Cardiac biomarkers are frequently measured to provide guidance on the well-being of a patient in relation to cardiac health with many assays having been developed and widely utilised in clinical assessment. Effectively treating and managing cardiovascular disease (CVD) relies on swiftly responding to signs of cardiac symptoms, thus providing a basis for enhanced patient management and an overall better health outcome. Ultra-sensitive cardiac biomarker detection techniques play a pivotal role in improving the diagnostic capacity of an assay and thus enabling a better-informed decision. However, currently, the typical approach taken within healthcare depends on centralised laboratories performing analysis of cardiac biomarkers, thus restricting the roll-out of rapid diagnostics. Point-of-care testing (POCT) involves conducting the diagnostic test in the presence of the patient, with a short turnaround time, requiring small sample volumes without compromising the sensitivity of the assay. This technology is ideal for combatting CVD, thus the formulation of ultra-sensitive assays and the design of biosensors will be critically evaluated, focusing on the feasibility of these techniques for point-of-care (POC) integration. Moreover, there are several key factors, which in combination, contribute to the development of ultra-sensitive techniques, namely the incorporation of nanomaterials for sensitivity enhancement and manipulation of labelling methods. This review will explore the latest developments in cardiac biomarker detection, primarily focusing on the detection of cardiac troponin I (cTnI).
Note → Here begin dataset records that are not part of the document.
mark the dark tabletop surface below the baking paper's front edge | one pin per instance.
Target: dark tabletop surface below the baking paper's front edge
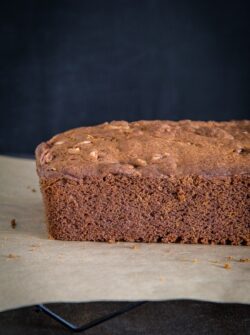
(168, 317)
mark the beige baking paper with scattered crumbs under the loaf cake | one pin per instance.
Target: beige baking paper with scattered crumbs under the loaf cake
(34, 269)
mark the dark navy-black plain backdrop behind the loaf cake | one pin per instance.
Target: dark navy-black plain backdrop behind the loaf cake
(70, 63)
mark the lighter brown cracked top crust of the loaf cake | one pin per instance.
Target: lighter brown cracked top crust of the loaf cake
(148, 148)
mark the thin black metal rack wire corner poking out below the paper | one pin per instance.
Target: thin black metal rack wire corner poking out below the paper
(77, 329)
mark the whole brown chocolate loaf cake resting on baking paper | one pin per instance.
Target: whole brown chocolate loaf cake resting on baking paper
(148, 181)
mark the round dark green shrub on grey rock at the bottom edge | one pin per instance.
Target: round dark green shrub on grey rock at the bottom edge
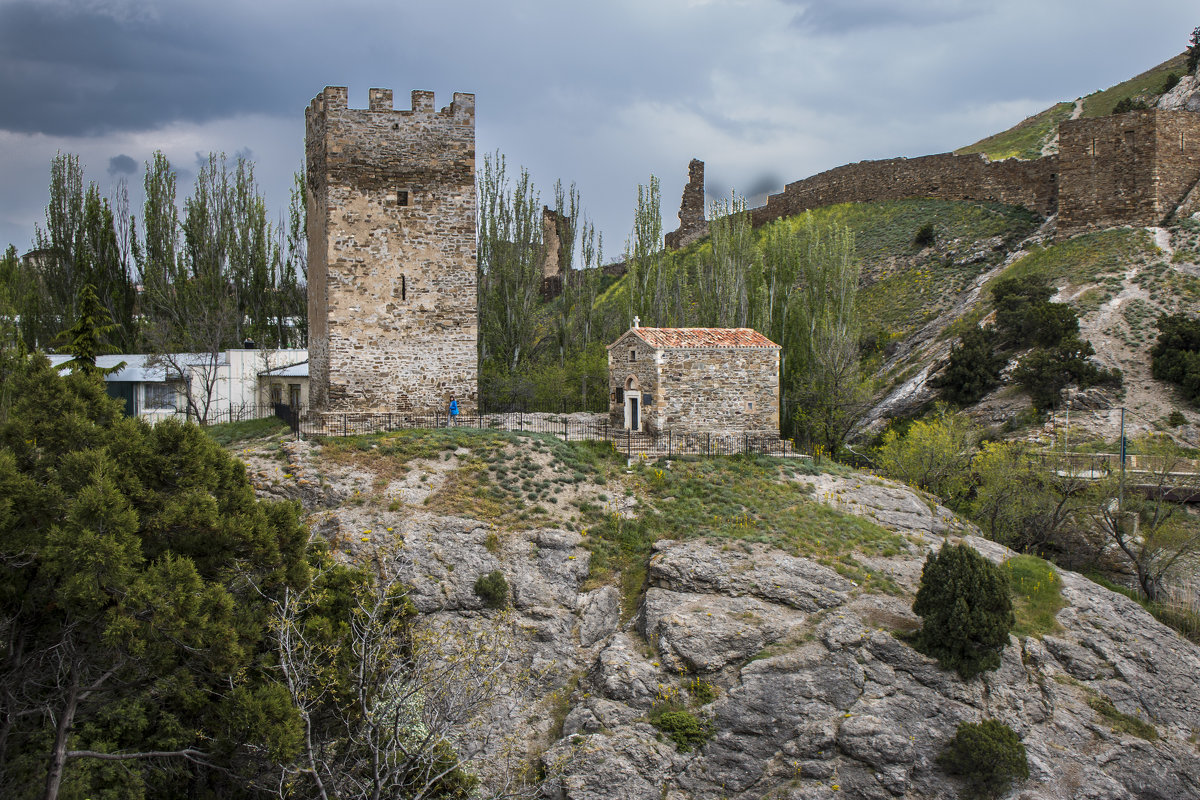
(987, 756)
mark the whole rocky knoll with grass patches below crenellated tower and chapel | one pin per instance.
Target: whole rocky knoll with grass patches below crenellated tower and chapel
(736, 628)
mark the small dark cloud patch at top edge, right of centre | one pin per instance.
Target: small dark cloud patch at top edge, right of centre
(851, 16)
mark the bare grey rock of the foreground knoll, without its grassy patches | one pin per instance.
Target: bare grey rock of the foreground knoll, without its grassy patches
(814, 694)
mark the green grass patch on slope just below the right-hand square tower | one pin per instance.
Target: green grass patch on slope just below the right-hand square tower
(1088, 258)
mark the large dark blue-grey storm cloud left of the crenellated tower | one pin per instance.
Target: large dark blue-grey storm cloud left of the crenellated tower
(81, 71)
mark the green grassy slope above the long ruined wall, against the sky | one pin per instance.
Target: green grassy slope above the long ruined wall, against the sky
(1027, 139)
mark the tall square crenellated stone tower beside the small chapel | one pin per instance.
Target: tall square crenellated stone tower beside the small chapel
(393, 317)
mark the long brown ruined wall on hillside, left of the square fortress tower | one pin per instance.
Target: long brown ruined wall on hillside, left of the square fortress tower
(1031, 184)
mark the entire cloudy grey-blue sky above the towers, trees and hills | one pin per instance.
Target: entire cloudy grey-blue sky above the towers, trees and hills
(603, 94)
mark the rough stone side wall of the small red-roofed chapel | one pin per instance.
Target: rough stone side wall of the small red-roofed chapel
(719, 390)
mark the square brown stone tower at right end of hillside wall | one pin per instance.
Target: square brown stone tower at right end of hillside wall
(1126, 170)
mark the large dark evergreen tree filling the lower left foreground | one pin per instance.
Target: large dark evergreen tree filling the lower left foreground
(134, 651)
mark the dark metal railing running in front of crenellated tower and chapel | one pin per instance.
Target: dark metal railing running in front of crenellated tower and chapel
(568, 428)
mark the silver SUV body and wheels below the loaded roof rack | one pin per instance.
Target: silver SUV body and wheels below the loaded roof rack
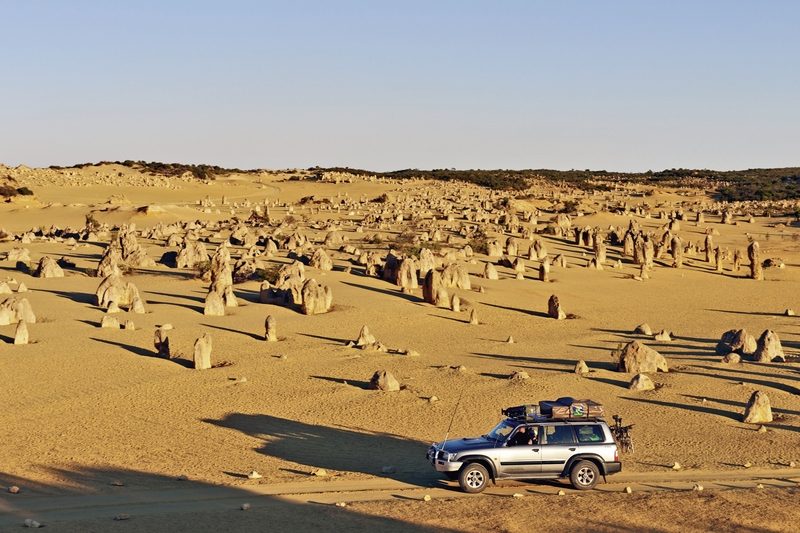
(580, 449)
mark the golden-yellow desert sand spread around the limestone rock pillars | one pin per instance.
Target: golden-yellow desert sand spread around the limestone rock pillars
(85, 406)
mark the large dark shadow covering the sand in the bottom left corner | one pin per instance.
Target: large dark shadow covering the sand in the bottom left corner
(85, 500)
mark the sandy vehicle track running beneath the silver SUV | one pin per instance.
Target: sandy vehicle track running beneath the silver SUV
(14, 509)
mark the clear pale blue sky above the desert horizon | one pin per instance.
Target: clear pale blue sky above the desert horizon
(624, 85)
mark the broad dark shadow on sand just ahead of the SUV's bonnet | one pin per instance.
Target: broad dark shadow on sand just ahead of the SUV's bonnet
(335, 448)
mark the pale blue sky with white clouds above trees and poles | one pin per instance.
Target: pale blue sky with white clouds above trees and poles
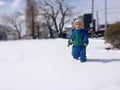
(82, 6)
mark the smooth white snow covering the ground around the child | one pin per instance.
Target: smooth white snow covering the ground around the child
(48, 65)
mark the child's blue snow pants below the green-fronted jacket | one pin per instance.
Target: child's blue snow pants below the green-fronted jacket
(79, 52)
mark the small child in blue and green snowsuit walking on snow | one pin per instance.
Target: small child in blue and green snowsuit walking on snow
(79, 40)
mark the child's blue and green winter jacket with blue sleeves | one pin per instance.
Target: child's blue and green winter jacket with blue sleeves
(79, 37)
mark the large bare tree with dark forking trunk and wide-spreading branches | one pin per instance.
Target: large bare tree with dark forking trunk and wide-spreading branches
(58, 11)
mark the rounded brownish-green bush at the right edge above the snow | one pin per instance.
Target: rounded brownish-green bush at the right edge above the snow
(112, 35)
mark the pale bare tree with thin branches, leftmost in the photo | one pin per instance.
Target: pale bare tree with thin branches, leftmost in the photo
(13, 21)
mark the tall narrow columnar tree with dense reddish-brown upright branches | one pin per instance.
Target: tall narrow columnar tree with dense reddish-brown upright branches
(31, 16)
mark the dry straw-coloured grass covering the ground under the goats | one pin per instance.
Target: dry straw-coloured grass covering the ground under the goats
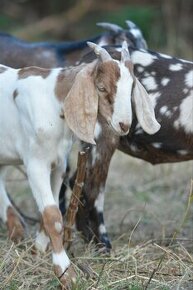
(149, 217)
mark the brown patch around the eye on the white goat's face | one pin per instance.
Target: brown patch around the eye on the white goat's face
(107, 75)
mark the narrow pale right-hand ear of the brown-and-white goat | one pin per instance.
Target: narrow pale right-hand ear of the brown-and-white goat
(144, 109)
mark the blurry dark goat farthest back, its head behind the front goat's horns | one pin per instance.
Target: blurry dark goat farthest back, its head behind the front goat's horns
(18, 53)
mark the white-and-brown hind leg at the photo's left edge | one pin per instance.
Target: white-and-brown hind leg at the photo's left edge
(8, 213)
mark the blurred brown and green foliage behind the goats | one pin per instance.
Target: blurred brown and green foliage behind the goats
(167, 24)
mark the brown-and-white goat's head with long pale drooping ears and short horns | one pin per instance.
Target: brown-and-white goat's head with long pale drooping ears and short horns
(107, 87)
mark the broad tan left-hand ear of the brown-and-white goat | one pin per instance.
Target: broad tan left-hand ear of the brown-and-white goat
(81, 105)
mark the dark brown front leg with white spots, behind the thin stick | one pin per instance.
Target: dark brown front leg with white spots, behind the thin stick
(90, 219)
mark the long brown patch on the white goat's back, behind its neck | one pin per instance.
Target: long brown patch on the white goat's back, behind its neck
(33, 71)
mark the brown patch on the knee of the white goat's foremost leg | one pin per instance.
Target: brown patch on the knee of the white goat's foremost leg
(50, 216)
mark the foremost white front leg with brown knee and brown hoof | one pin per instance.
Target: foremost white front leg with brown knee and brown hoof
(39, 179)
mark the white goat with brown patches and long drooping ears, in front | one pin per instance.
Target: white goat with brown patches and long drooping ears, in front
(39, 112)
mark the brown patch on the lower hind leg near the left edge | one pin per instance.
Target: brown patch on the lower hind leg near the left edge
(15, 228)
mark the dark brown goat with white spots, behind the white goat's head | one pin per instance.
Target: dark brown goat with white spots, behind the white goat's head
(169, 83)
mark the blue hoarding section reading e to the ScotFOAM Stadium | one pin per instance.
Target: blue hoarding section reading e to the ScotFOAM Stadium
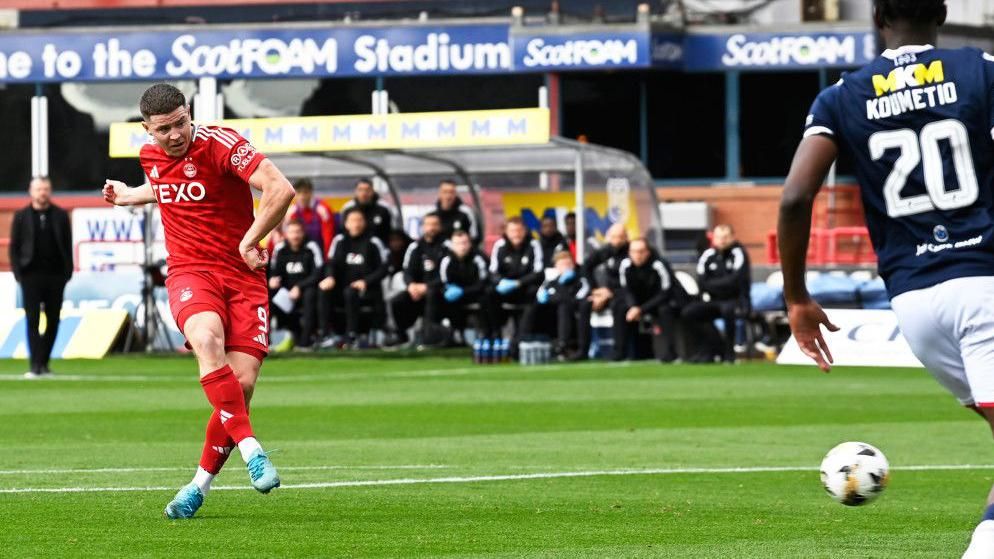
(254, 53)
Highly sensitive detection of cTnI is of paramount importance regarding the rapid rule-in/rule-out of acute myocardial infarction (AMI). Thus the challenges encountered during cTnI measurements are outlined in detail to assist in demonstrating the drawbacks of current commercial assays and the obstructions to standardisation. Furthermore, the added benefits of introducing multi-biomarker panels are reviewed, several key biomarkers are evaluated and the analytical benefits provided by multimarkers-based methods are highlighted.

 

3D printed metal columns for capillary liquid chromatography
  S. Sandron, B. Heery, V. Gupta, D. A. Collins, E. P. Nesterenko, P. N. Nesterenko, M. Talebi, S. Beirne, F. Thompson, G. G. Wallace, D. Brabazon, F. Regan and B. Paull      2014      Fuel Processing Technology

Coiled planar capillary chromatography columns (0.9 mm I.D. × 60 cm L) were 3D printed in stainless steel (316L), and titanium (Ti–6Al–4V) alloys (external dimensions of ∼5 × 30 × 58 mm), and either slurry packed with various sized reversed-phase octadecylsilica particles, or filled with an in situ prepared methacrylate based monolith. Coiled printed columns were coupled directly with 30 × 30 mm Peltier thermoelectric direct contact heater/cooler modules. Preliminary results show the potential of using such 3D printed columns in future portable chromatographic devices.

 

Porous layer open tubular columns in capillary liquid chromatography
  David Collins, Ekaterina P Nesterenko, Bret Paull      2013      Analyst

This review covers the latest developments and applications of porous layer open tubular columns in capillary liquid chromatography. Here, the authors provide a concise background on the fundamentals of porous layer open tubular columns, their fabrication and application. Over the past two decades, growing interest in the areas of proteomics and hyphenated LC-MS techniques have played a large part in the development of porous layer structures within capillary formats due to their high permeability, excellent efficiency and exceptional peak capacity. This review gives a brief overview of open tubular columns in general, however, it focuses predominantly on the applications of covalently bonded porous layer open tubular columns in liquid chromatography. Open tubular columns containing non-bonded or electrostatically attached layers will not be discussed in detail.